Holton-Farkas is a product line of French horns and mouthpieces created through the joint venture of musical instrument manufacturer Frank Holton & Co. and legendary horn virtuoso Philip Farkas. The first model was released in 1958, and although no new models are being made (Farkas died in 1992), the series is still being manufactured today. These professional-grade horns and mouthpieces are regarded as some of the best in the market, and are the most popular for non-professional horn players.

== History ==
The production of the Holton-Farkas was an opportunity for Holton to overhaul its line of French horns with the help of a renowned horn player, Philip Farkas. Farkas and personnel from Holton worked closely together on all aspects of the line. In the business agreement, Farkas agreed to advise, test, and assist in the creation of the horns, and once created, to endorse and market them. In exchange, Holton agreed to furnish these horns for Farkas' personal use and pay him a percentage of the net selling price.

=== Conception ===
The creation of the Holton-Farkas line was a product of chance. In early 1956, Farkas and two executives from Holton, Elliot Kehl and Theodore Kexel, were invited to dinner with Traugott Rohner, who published the magazine The Instrumentalist. Both parties were there for his own reasons: Farkas because he was writing an article, and Kehl and Kexel for discussions on advertising. The idea for a partnership came about over dinner conversation. Farkas recollects:

As we sat around talking, one of them said to me, "You're a horn player, what do you think of the Holton horn?" I replied, undiplomatically, "I think it's one of the worst horns I've ever played." Instead of getting mad, they looked at each other and grinned. "Well," one of them said, "I guess that's the reason why we only sold eight last year." They then asked me to design a horn for them.
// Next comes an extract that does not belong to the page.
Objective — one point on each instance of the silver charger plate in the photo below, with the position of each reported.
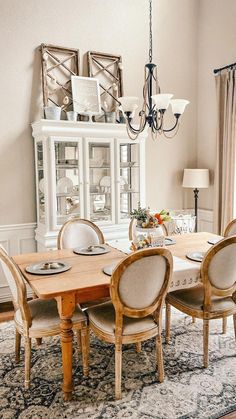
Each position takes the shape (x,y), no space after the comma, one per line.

Despite the chance nature of this meeting, Farkas had already considered the idea of creating a horn earlier in his life. This being so, he promptly agreed to Holton's proposal.

===1956–58===
The foundational work on the Holton-Farkas line took place from 1956 until the first model (77) was released in 1958.
The Holton-Farkas line was given much attention during this phase by both Farkas and Holton. Farkas, Arvid Walters (Holton's lead designer), and Elliot Kehl met several times a week to collaborate. Also, Holton produced entirely new tooling in order to consistently produce the quality of horn that Holton and Farkas sought after.
The leaders of this project quickly formed a smooth working relationship. Of the work environment in this early stage, Nancy Fako, the author of a biography on Farkas and one of his former students, said,

Phil impressed everyone with his constant attention to the smallest details and his unflagging search for perfection. Elliot Kehl was the perfect person with whom to collaborate, as he also demanded perfection in all that he undertook. For this reason many people found him difficult to work with, but he and Phil formed a solid, efficient team.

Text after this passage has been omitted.